Chlorpyrifos Suppresses Neutrophil Extracellular Traps in Carp by Promoting Necroptosis and Inhibiting Respiratory Burst Caused by the PKC/MAPK Pathway.

Neutrophil extracellular traps (NETs) are reticular structures formed by myeloperoxidase (MPO), histones, and neutrophil elastase (NE) that are released from neutrophils in response to pathogenic stimuli. Chlorpyrifos (CPF) is wildly used as an organophosphorus pesticide that causes a range of toxicological and environmental problems. Exposure to CPF can increase the production of neutrophils in carps, and this increase can be considered a biomarker of water pollution. To explore a relationship between NETs and CPF and its mechanism of influence, we treated neutrophils from the blood of carp with 1 µg/mL phorbol 12-myristate 13-acetate (PMA), 0.325 mg/L CPF, or 20 µM necrostatin-1 (Nec-1). The production of MPO and NETs was reduced in the CPF+PMA group compared with that in the PMA group. CPF can cause an increase in reactive oxygen species (ROS), while inhibiting respiratory burst caused by PMA stimulation.

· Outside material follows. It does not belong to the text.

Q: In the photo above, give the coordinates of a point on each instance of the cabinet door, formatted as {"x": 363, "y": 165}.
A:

We found that the expression levels of protein-coupled receptor 84 (gpr84), dystroglycan (DAG), proto-oncogene serine/threonine kinase (RAF), protein kinase C (PKC), and mitogen-activated protein kinase 3 (MAPK3) in the CPF+PMA group were lower than those in the PMA group, indicating that the PKC-MAPK pathway was suppressed. The expression levels of cylindromatosis (CYLD), mixed lineage kinase domain-like pseudokinase (MLKL), receptor-interacting serine-threonine kinase 1 (RIP1), and receptor-interacting serine-threonine kinase 3 (RIP3) were increased, and the expression levels of caspase 8 were reduced by CPF, indicating that CPF may cause necroptosis. The addition of Nec-1 restored the number of NETs in the CPF+PMA group. The results indicate that CPF reduced the production of NETs by inhibiting respiratory burst and increasing necroptosis. The results contribute to the understanding of the immunotoxicological mechanism of CPF and provide a reference for comparative medical studies.